Recientemente he tenido acceso a un informe que viene a plantearse la pregunta clave de esta división de opiniones. ¿Por qué la gente tiene opiniones tan radicales y extremas sobre las cosas? ¿Por qué existen tantas diferencias en la valoración de hechos morales? ¿Por qué en España no hemos sido capaces de alcanzar ciertos consensos sobre cuestiones tan elementales como una ley de Educación? ¿Por qué liberales y socialistas no han conseguido ponerse de acuerdo al menos en respetar las ideas del contrario y extraer lo positivo que cada ideología puede aportar de cara a la convivencia?

Jonathan Haidt en este video de TED nos cuenta los valores que cada ideologia (liberales y conservadores) mantiene como preferencias para su vida. Se trata de una reflexión que trata de conseguir acuerdos o al menos una ética mínima sobre la que reflexionar sobre los puntos de vista ajenos.

Sin embargo, la idea de Haidt es un ideal, lo cierto es que las propuestas de ética mínima no han tenido ningún éxito en nuestro país caracterizado por la intolerancia, el exilio y la supresión del contrario. En este post está la respuesta, dice Eduardo Zugasti a propósito de la diatriba entre Harris y Haidt que:

“Nadie convence a nadie cuando se sostienen punto de vista morales”, -parafraseando al propio Zugasti-:

El sentido común, y el registro histórico, apoyan realmente está conclusión. La misma historia de la filosofía es una interminable polémica entre razonadores motivados que a menudo han empleado algo más que “razones” para derrotar las visiones alternativas. El mismo Platón, que empleaba el diálogo como táctica para exponer sus ideas, sugirió prender las obras de sus principales competidores, los atomistas. Aunque sus discípulos le disuadieron, según Diógenes Laercio, lo cierto es que Platón o sus amigos ideológicos terminaron teniendo bastante éxito en la supresión de los puntos de vista alternativos. Todavía hoy si vamos a una librería, podemos comprarnos casi las obras completas de Platón, pero ningún libro de Demócrito. Se trata de puntos de vista suprimidos.

Sam Harris

Sam Harris

Los argumentos morales, en particular, se han mostrado y siguen mostrándose furibundamente resistentes al acuerdo racional. Quizás porque, como recuerda Haidt, se trata de argumentos “antropocéntricos” que no se pueden resolver en la práctica del mismo modo que los argumentos factuales sobre el universo. Los partidarios de las ideas de Habermas llevan ya décadas proponiendo al menos una “ética mínima” o “ética civil” capaz de trascender los desacuerdos religiosos o ideológicos, con poco éxito. Los desacuerdos persisten, y no precisamente afectando a aspectos periféricos del debate. Un ejemplo bastante claro es el dramático desacuerdo moral actual sobre el aborto, o sobre el matrimonio homosexual.

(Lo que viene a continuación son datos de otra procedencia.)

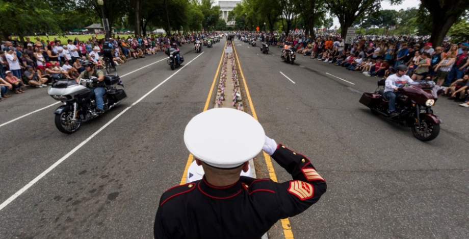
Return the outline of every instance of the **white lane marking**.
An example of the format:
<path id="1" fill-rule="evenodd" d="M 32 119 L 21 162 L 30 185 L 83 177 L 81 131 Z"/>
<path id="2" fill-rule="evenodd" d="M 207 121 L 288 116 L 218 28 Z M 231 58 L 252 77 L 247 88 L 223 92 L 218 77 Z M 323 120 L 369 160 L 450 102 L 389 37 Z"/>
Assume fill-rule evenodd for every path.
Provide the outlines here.
<path id="1" fill-rule="evenodd" d="M 88 138 L 87 138 L 86 139 L 85 139 L 85 141 L 84 141 L 82 142 L 81 143 L 80 143 L 80 145 L 78 145 L 78 146 L 76 146 L 76 147 L 75 147 L 74 149 L 72 149 L 71 151 L 69 152 L 68 152 L 67 154 L 66 154 L 64 156 L 62 157 L 62 158 L 61 158 L 60 159 L 59 159 L 59 160 L 57 161 L 57 162 L 56 162 L 54 164 L 52 164 L 52 165 L 50 166 L 50 167 L 49 167 L 48 169 L 46 169 L 45 171 L 43 172 L 41 174 L 39 174 L 39 175 L 37 177 L 36 177 L 34 179 L 33 179 L 31 182 L 30 182 L 28 184 L 26 184 L 25 186 L 24 186 L 24 187 L 23 187 L 21 189 L 19 189 L 18 192 L 17 192 L 16 193 L 15 193 L 15 194 L 13 194 L 13 196 L 12 196 L 10 197 L 9 198 L 8 198 L 8 199 L 7 199 L 5 202 L 4 202 L 3 203 L 2 203 L 2 204 L 0 204 L 0 210 L 2 210 L 2 209 L 3 209 L 6 206 L 7 206 L 8 204 L 9 204 L 10 203 L 12 202 L 13 200 L 14 200 L 16 198 L 17 198 L 17 197 L 19 197 L 20 195 L 21 195 L 23 193 L 24 193 L 24 192 L 25 192 L 27 190 L 28 190 L 28 188 L 29 188 L 30 187 L 31 187 L 32 186 L 33 186 L 35 183 L 36 183 L 38 181 L 39 181 L 39 180 L 40 180 L 41 178 L 42 178 L 44 176 L 46 176 L 48 173 L 49 173 L 49 172 L 50 172 L 50 171 L 51 171 L 52 170 L 54 169 L 54 168 L 55 168 L 56 167 L 57 167 L 59 164 L 60 164 L 61 163 L 62 163 L 62 162 L 63 162 L 64 161 L 65 161 L 65 159 L 67 159 L 67 158 L 68 158 L 68 157 L 70 157 L 70 155 L 71 155 L 73 154 L 74 153 L 75 153 L 75 152 L 76 152 L 78 150 L 79 150 L 81 148 L 82 148 L 82 147 L 83 147 L 84 145 L 85 145 L 87 142 L 88 142 L 89 141 L 90 141 L 90 140 L 91 140 L 91 139 L 92 139 L 93 138 L 94 138 L 94 136 L 96 136 L 96 135 L 97 135 L 98 133 L 99 133 L 99 132 L 100 132 L 101 131 L 102 131 L 103 130 L 104 130 L 106 127 L 107 127 L 108 126 L 109 126 L 109 125 L 110 125 L 111 123 L 112 123 L 113 122 L 114 122 L 114 121 L 115 121 L 115 120 L 117 119 L 118 118 L 119 118 L 119 117 L 120 117 L 120 116 L 122 115 L 122 114 L 123 114 L 124 113 L 125 113 L 125 112 L 126 112 L 127 110 L 128 110 L 129 109 L 130 109 L 130 108 L 132 108 L 134 105 L 135 105 L 138 104 L 139 102 L 140 102 L 142 100 L 143 100 L 144 99 L 145 99 L 145 97 L 146 97 L 148 96 L 149 94 L 150 94 L 152 92 L 154 91 L 155 89 L 157 89 L 157 88 L 158 88 L 158 87 L 159 87 L 161 86 L 162 85 L 163 85 L 163 84 L 164 84 L 165 82 L 166 82 L 167 81 L 168 81 L 168 80 L 169 80 L 170 79 L 171 79 L 171 78 L 172 77 L 173 77 L 175 75 L 176 75 L 176 74 L 177 74 L 178 73 L 179 73 L 179 71 L 180 71 L 181 70 L 182 70 L 184 68 L 184 67 L 185 67 L 186 66 L 189 65 L 189 64 L 191 64 L 191 62 L 194 61 L 197 58 L 197 57 L 199 57 L 199 56 L 201 56 L 202 54 L 203 54 L 203 52 L 202 52 L 201 54 L 199 54 L 199 55 L 198 56 L 197 56 L 197 57 L 196 57 L 195 58 L 194 58 L 192 61 L 190 61 L 188 63 L 187 63 L 187 64 L 186 64 L 186 65 L 184 65 L 184 66 L 183 66 L 182 67 L 181 67 L 180 69 L 179 69 L 178 70 L 177 70 L 177 71 L 175 72 L 174 74 L 173 74 L 173 75 L 171 75 L 171 76 L 170 76 L 169 77 L 166 78 L 166 79 L 164 81 L 163 81 L 162 82 L 161 82 L 161 83 L 159 84 L 158 85 L 156 86 L 154 88 L 153 88 L 151 90 L 150 90 L 149 91 L 148 91 L 148 93 L 145 94 L 145 95 L 144 95 L 143 97 L 142 97 L 140 99 L 139 99 L 138 100 L 137 100 L 137 101 L 136 101 L 135 102 L 134 102 L 133 104 L 132 104 L 132 105 L 131 105 L 130 106 L 129 106 L 129 107 L 126 108 L 125 109 L 124 109 L 124 110 L 122 110 L 122 111 L 120 113 L 119 113 L 119 114 L 116 115 L 114 118 L 113 118 L 112 119 L 111 119 L 110 121 L 109 121 L 109 122 L 108 122 L 107 123 L 106 123 L 106 124 L 105 124 L 105 125 L 102 126 L 102 127 L 101 127 L 100 128 L 99 128 L 99 129 L 98 129 L 96 132 L 94 132 L 94 133 L 93 133 L 93 134 L 92 134 L 91 136 L 90 136 Z"/>
<path id="2" fill-rule="evenodd" d="M 283 75 L 284 77 L 285 77 L 286 79 L 290 80 L 290 81 L 291 81 L 292 82 L 293 82 L 293 84 L 296 84 L 296 83 L 295 83 L 294 81 L 292 81 L 292 79 L 291 79 L 290 78 L 289 78 L 288 76 L 285 76 L 285 74 L 282 73 L 282 71 L 280 71 L 280 74 Z"/>
<path id="3" fill-rule="evenodd" d="M 326 74 L 327 74 L 327 75 L 329 75 L 329 76 L 333 76 L 333 77 L 335 77 L 335 78 L 337 78 L 337 79 L 339 79 L 339 80 L 343 80 L 343 81 L 345 81 L 345 82 L 347 82 L 347 83 L 350 83 L 350 84 L 352 84 L 352 85 L 355 85 L 355 83 L 352 83 L 352 82 L 350 82 L 349 81 L 347 81 L 347 80 L 344 80 L 343 79 L 341 78 L 340 77 L 337 77 L 336 76 L 334 76 L 334 75 L 332 75 L 332 74 L 329 74 L 329 73 L 327 73 L 327 72 L 326 73 Z"/>
<path id="4" fill-rule="evenodd" d="M 8 125 L 8 124 L 10 124 L 10 123 L 12 123 L 12 122 L 15 122 L 15 121 L 17 121 L 17 120 L 18 120 L 18 119 L 20 119 L 20 118 L 24 118 L 24 117 L 26 117 L 26 116 L 28 116 L 28 115 L 30 115 L 30 114 L 34 114 L 34 113 L 36 113 L 36 112 L 40 111 L 41 110 L 43 110 L 43 109 L 47 109 L 47 108 L 49 108 L 49 107 L 51 107 L 51 106 L 54 106 L 54 105 L 57 105 L 57 104 L 59 104 L 59 103 L 62 103 L 62 102 L 60 102 L 60 101 L 58 101 L 58 102 L 56 102 L 56 103 L 54 103 L 54 104 L 51 104 L 51 105 L 48 105 L 48 106 L 46 106 L 46 107 L 44 107 L 44 108 L 40 108 L 40 109 L 38 109 L 38 110 L 35 110 L 35 111 L 33 111 L 33 112 L 32 112 L 28 113 L 27 113 L 27 114 L 25 114 L 25 115 L 23 115 L 23 116 L 19 116 L 19 117 L 17 117 L 17 118 L 14 118 L 14 119 L 12 119 L 12 120 L 11 120 L 11 121 L 8 122 L 4 123 L 3 123 L 3 124 L 0 125 L 0 127 L 3 126 L 4 126 L 4 125 Z"/>
<path id="5" fill-rule="evenodd" d="M 130 74 L 132 74 L 132 73 L 134 73 L 134 72 L 137 71 L 137 70 L 141 70 L 141 69 L 143 69 L 143 68 L 145 68 L 145 67 L 148 67 L 148 66 L 150 66 L 150 65 L 153 64 L 156 64 L 156 63 L 158 63 L 158 62 L 160 62 L 160 61 L 163 61 L 163 60 L 166 60 L 166 59 L 168 59 L 168 57 L 166 57 L 166 58 L 164 58 L 164 59 L 161 59 L 161 60 L 160 60 L 158 61 L 155 61 L 155 62 L 153 62 L 153 63 L 151 63 L 151 64 L 148 64 L 148 65 L 146 65 L 146 66 L 143 66 L 143 67 L 139 68 L 138 69 L 136 69 L 136 70 L 134 70 L 133 71 L 131 71 L 131 72 L 129 72 L 129 73 L 127 73 L 127 74 L 125 74 L 125 75 L 121 76 L 120 77 L 124 77 L 125 76 L 127 76 L 127 75 L 130 75 Z M 17 121 L 17 120 L 18 120 L 18 119 L 20 119 L 20 118 L 24 118 L 24 117 L 26 117 L 26 116 L 28 116 L 28 115 L 29 115 L 34 114 L 34 113 L 36 113 L 36 112 L 37 112 L 40 111 L 41 110 L 43 110 L 43 109 L 47 109 L 47 108 L 49 108 L 49 107 L 51 107 L 51 106 L 54 106 L 54 105 L 57 105 L 57 104 L 61 103 L 62 103 L 62 102 L 60 102 L 60 101 L 58 101 L 58 102 L 56 102 L 56 103 L 55 103 L 51 104 L 51 105 L 48 105 L 48 106 L 46 106 L 46 107 L 44 107 L 44 108 L 40 108 L 40 109 L 38 109 L 38 110 L 35 110 L 35 111 L 33 111 L 33 112 L 31 112 L 31 113 L 27 113 L 27 114 L 25 114 L 25 115 L 23 115 L 23 116 L 19 116 L 19 117 L 17 117 L 17 118 L 14 118 L 14 119 L 12 119 L 12 120 L 11 120 L 11 121 L 8 122 L 4 123 L 3 123 L 3 124 L 0 125 L 0 127 L 2 127 L 2 126 L 5 126 L 5 125 L 8 125 L 8 124 L 10 124 L 10 123 L 11 123 L 14 122 L 15 121 Z"/>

Los desacuerdos son tan extremos que la secesión, de hecho, está apareciendo como una posible solución. Muchos no quieren oir hablar de esto, pero quizás el proyecto ilustrado fracase al asumir que la “naturaleza humana” no es genuinamente variable en sus conceptos morales, allí donde otros proyectos religiosos universalistas fracasaron en la extensión de sus creencias y sus pretensiones de unidad. Una tercera posibilidad oscura que no aparece en la controversia es que terminen creándose sociedades y estados basados en principios morales diferentes o incluso opuestos.

Lo que dice Zugasti es muy interesante pues plantea una secesión que no se basa en lo territorial sino en los propios individuos. Una especie de cantonalismo de los ciudadanos. En este sentido se podría pensar que en tanto y cuanto existen dos maneras de pensar los dilemas morales en lo humano y que las posiciones son irreconciliables, ¿no seria mejor compartir en un mismo territorio dos Estados distintos?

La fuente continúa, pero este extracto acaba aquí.